Hayat mı sana yön veriyor, sen mi hayatına yön veriyorsun?
Berrak camdan sokağı izlerken, olmak istediği Berrak'ı düşündü. Geçmiş için bir şey yapamazdı ama geleceğine yön vermeyi istiyordu.- Acaba insan hayatına yön verebilir miydi?
- Kim olacağını belirleyebilir miydi?
Berrak camı kapattı, sert rüzgar çıkmıştı. Babasından hatıra kalan koltuğuna oturdu. Kim olmak istediğini düşündü.

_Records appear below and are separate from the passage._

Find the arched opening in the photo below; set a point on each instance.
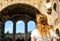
(20, 28)
(19, 11)
(31, 26)
(8, 27)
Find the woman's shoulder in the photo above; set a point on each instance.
(35, 30)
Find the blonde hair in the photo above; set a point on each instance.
(42, 25)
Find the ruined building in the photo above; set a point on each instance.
(26, 10)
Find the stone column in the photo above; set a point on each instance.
(26, 31)
(1, 30)
(14, 30)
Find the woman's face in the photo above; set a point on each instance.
(42, 19)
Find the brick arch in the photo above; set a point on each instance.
(20, 8)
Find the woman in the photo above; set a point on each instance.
(43, 31)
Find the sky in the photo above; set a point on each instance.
(20, 26)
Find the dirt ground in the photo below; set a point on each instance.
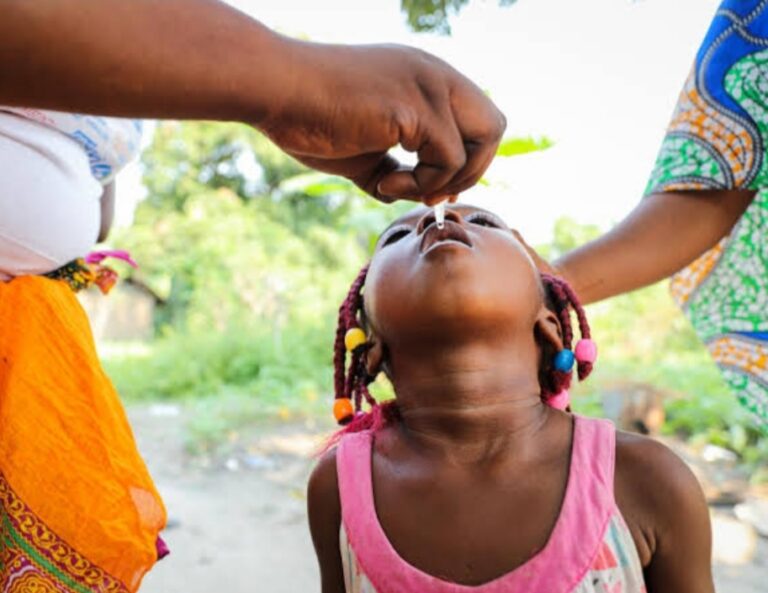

Kafasında milyon tane sorular, sorular ve sorular…
Bu hayatta insan ya kendisini toplamda faydaya taşıyacak hedefler belirler ve hedefi doğrultusunda istekleri olur.
İnsanın bir hedefi yoksa, hayat ona günlük
problemlerle oyalamasına izin verir.
Ciltli koca bir kitaptan ya istediği sayfaları seçer ve oradan soruları gelir… Ya da kitabın her sayfasından sınanır, savrulur durur…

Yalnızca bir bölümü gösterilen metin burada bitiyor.